Fashion journalist and designer Clare Press is one of those who craves the return of glamour, good manners and polite society. She has just released The Dressing Table, a delightful compendium of tips and thoughts on how to live life stylishly that includes chapters on how to have a memorable — not messy — party, travel elegantly, host an afternoon tea, dress up to reflect your individuality or emulate your favourite style icons.

Press started out writing for publications such as The Australian, Vogue and Harper’s Bazaar before taking time out to launch her vintage-inspired fashion label Mrs Press. It was during this time that the author decided to write a book summing up all the insights she had garnered over the years on fashion, style, etiquette and glamour.

“It’s part memoir, part style scrapbook of inspirations,” Press says. “I wanted to write about some fabulous fashion icons, some of whom are famous, and some of whom are my own friends and not famous, but are amazing and have inspired me in some way. It was something I’ve always wanted to do. I’ve always loved women like Diana Vreeland, Marchesa Luisa Casati, or Louise Brooks, but I also wanted to bring things back down to earth with an amusing and accessible take on what style means today.”

Hence there are contributions by fashion journalist Glynis Traill-Nash (on hosting book club soirees), artist Mary Shackmanon dressing to lift your mood through colour, and designer and stylist Michelle Jank on new ways to wear jewellery. The sense of certain things having been “lost” in contemporary society — good manners, primarily — is one that Press admits to feeling very strongly about. “It’s one of the reasons why I was inspired to write this book and a lot of it has to do with my grandmother, who informs all of the reasons why I wanted to work in fashion,” Press admits.

“She always placed so much importance on entertaining beautifully, of having lovely manners, of dressing appropriately for the occasion. The idea of reviving style secrets of the past is something that’s very close to my heart, from wearing gloves and hats to posting out handwritten thank-you notes. Some of those tendencies have fallen by the wayside and I think that’s a real shame.”

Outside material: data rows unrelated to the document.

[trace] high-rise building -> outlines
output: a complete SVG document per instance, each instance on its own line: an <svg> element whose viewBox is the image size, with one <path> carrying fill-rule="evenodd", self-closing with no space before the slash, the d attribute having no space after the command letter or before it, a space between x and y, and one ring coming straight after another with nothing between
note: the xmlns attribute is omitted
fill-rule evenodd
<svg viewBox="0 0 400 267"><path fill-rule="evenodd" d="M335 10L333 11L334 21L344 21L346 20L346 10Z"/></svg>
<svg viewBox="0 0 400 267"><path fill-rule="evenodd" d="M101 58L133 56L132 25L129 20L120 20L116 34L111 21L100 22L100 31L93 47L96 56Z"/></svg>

Press believes it is possible to be nostalgic for the past and to take cues from it, without being regressive or prescriptive about the way certain things should be done. She doesn’t see The Dressing Table as a “manual” or an assertion that everything was better in “the old days”. “I don’t think we need to be completely harking back to the social customs of the past because some of them are definitely outmoded,” Press says.

“I quite enjoy being a modern, liberated woman, and nobody wants to go back to a past where in social or economic terms, for example, women and men were not on a level playing field. The book isn’t saying ‘You must do this’ or ‘You must do that’. Really, it’s more a case of couldn’t we gain some joy out of going back to this way of doing things?”

And what about that old chestnut, then — a man opening a door for a woman? “I think of myself as modern and a feminist but I still think it’s delightful for a man to open a door for a woman and I don’t think there’s any disconnect between those two things,” Press laughs.

“I mean it really is as simple as good manners making the world a better place, and thinking about how your behaviour impacts on the people around you.”